Başlangıcını Kralkatili Güncesi’yle yaptığımız okur odaklı projemizin ikinci adımını da nihayet sizlere sunmaktan onur duyuyoruz.
Okurların isyanına, dilimize bir türlü kazandırılamayan kaliteli kitaplardan uzak kalmasına ya da bilinmeyen cevherlerin bu bilinmezliğine ışık tutmak için başlattığımız Biz Bunu İstiyoruz projemizde ikinci adım çok büyük bir efsaneye ayrılmış durumda: The Witcher!
The Witcher denilince aklımıza hemen bilgisayar oyunu gelir ki bu oldukça da doğaldır. Sadece Türkler değil, İngiliz ve Amerikalılar bile önce onu oyunla tanıdı. Fakat Rivialı Geralt’ın ortaya çıkışı aslında bir kitap serisine dayanıyor. Hem de kara fantastik kurgunun en sağlam eserlerinden olarak. Dahası, kendisi öyle bir doğuyor ki peşine pek çok ülkeden aldığı ödülleri takarak, bu türde ne kadar kalıcı olduğunu ilan ediyor.
Polonyalı yazar Andrzej Sapkowski’nin ilk olarak 1986’da kaleme aldığı The Witcher: The Last Wish öykü kitabı, aynı zamanda The Witcher’ın ilk oyununun da temelini oluşturuyor. Şu ana kadar beş roman, iki oyun, bir televizyon dizisi ve çizgi roman serisi olarak dünyayı kasıp kavuran Geralt, kitaplarıyla oyunundan çok önce kült eser olmuştu bile. Ne gariptir ki, piyasanın öncüleri olan Amerikan ve İngiliz yayınevleri bu seriyi 2007’de kendi dillerine kazandırdı. Fakat onlardan çok önce başkaları bu kült eseri kendi okurlarına tanıtmıştı bile.
The Witcher’ın çevrildiği dillere bakmadan önce çok önemli bir not düşelim. Oyunuyla tanıdığımız ve sadece oyunuyla bile dünyayı kendine hayran bırakmış bu serinin İngilizce basımlarında çok büyük bir hata yapılmış durumda! Birinci kitabı çeviren İngiliz Gollancz Yayınevi, ikinci romanı atlayarak aslında üçüncü kitap olan Blood of Elves’ı çevirmiştir. Okurlar birinci kitaba hayran olurken kendilerine ikinci kitap diye sunulan romanla birlikte olaylar arasında kopukluklar görüp seriden bir nebze soğumuşlardır. Asıl ikinci kitabının adı The Sword of Destiny’dir. Eğer bu seriyi basmak isteyen yayınevi ya da İngilizceden okumak isteyen okurlarımız varsa bu bilgiyi lütfen göz ardı etmesinler! Ayrıca İngilizceye bu serinin sadece iki kitabı çevrilmiş ve devamı gelmemiştir.
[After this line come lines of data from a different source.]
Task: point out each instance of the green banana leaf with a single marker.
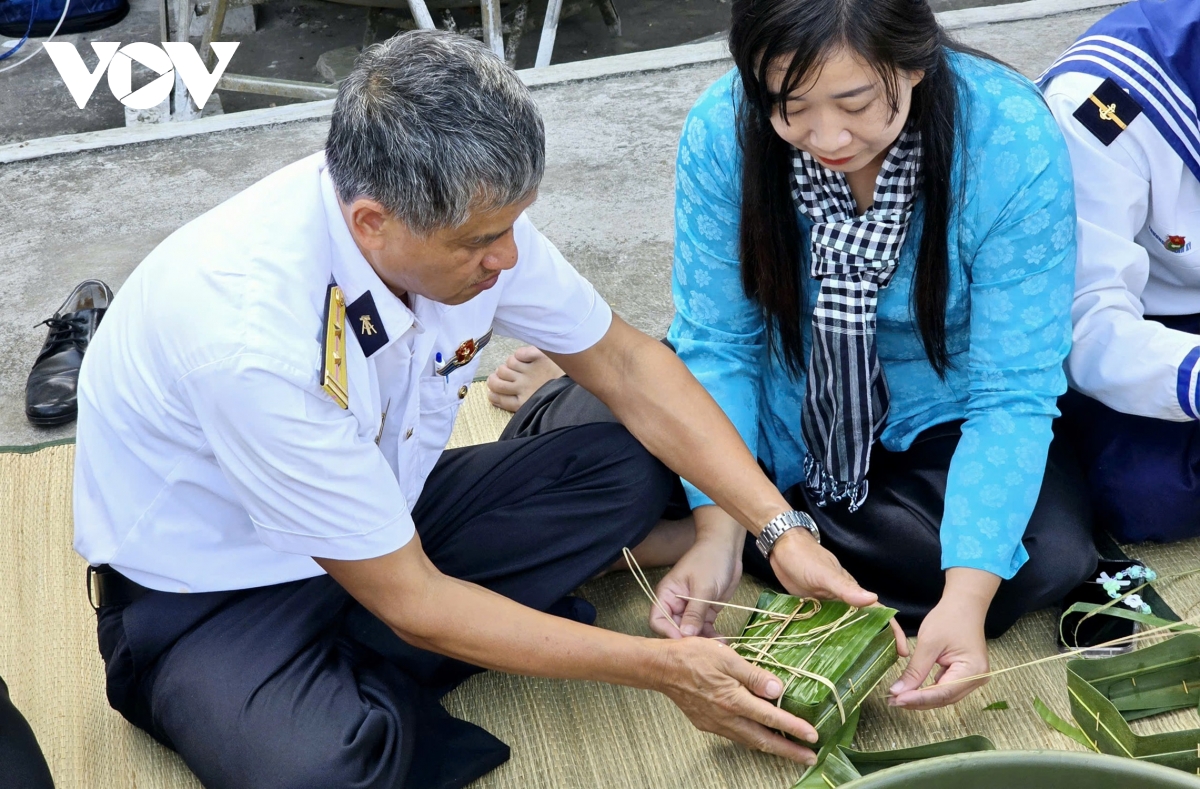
(838, 763)
(850, 649)
(1107, 693)
(1061, 724)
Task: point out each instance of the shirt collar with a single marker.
(354, 275)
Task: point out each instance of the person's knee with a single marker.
(637, 481)
(367, 753)
(1152, 498)
(1059, 562)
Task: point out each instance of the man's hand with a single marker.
(711, 570)
(951, 637)
(717, 690)
(724, 694)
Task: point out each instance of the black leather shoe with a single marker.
(51, 389)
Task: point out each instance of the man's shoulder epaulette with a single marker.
(1108, 110)
(333, 341)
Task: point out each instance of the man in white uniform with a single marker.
(288, 570)
(1126, 98)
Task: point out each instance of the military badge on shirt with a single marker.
(333, 342)
(1108, 112)
(364, 319)
(463, 354)
(1173, 244)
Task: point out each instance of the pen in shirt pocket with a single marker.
(437, 363)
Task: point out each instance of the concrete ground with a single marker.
(293, 34)
(606, 200)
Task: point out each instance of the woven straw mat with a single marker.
(563, 734)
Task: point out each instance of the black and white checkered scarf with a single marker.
(846, 399)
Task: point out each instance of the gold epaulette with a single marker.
(333, 362)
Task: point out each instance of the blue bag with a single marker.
(84, 16)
Böylelikle bir projenin daha sonuna gelirken sizleri Rivialı Geralt’ın gri, iyinin ve kötünün, canavarın ve insanın hiçbir şekilde ayrılamadığı dünyasında arka kapak yazıları, incelemeler, okur yorumları ve ön okumalarla baş başa bırakıyoruz! Dileriz, bu eşsiz eser de dilimize kazandırılır da Türk okurları olarak Geralt’ın karanlık dünyasında kendine gri bir yol çizer.
İçerdiği sert cinsellik öğeleri, şiddette hafiflemeye gitmeyen ve insanın değer yargıları üzerinden ciddi bir sorgulama yaptıran, gerçekçiliğiyle ve ortaya attığı soruların tartışmasız olduğu bir klasik.
The Witcher serisinin çevrildiği diller: Almanca, Fransızca, Portekizce, Çekçe, Rusça, Fince, Rusça, İspanyolca, Litovca (Litvanya dili), Bulgarca, Ukraynaca(Rutenca ) , Sırpça, İsveççe ve son olarak İngilizce.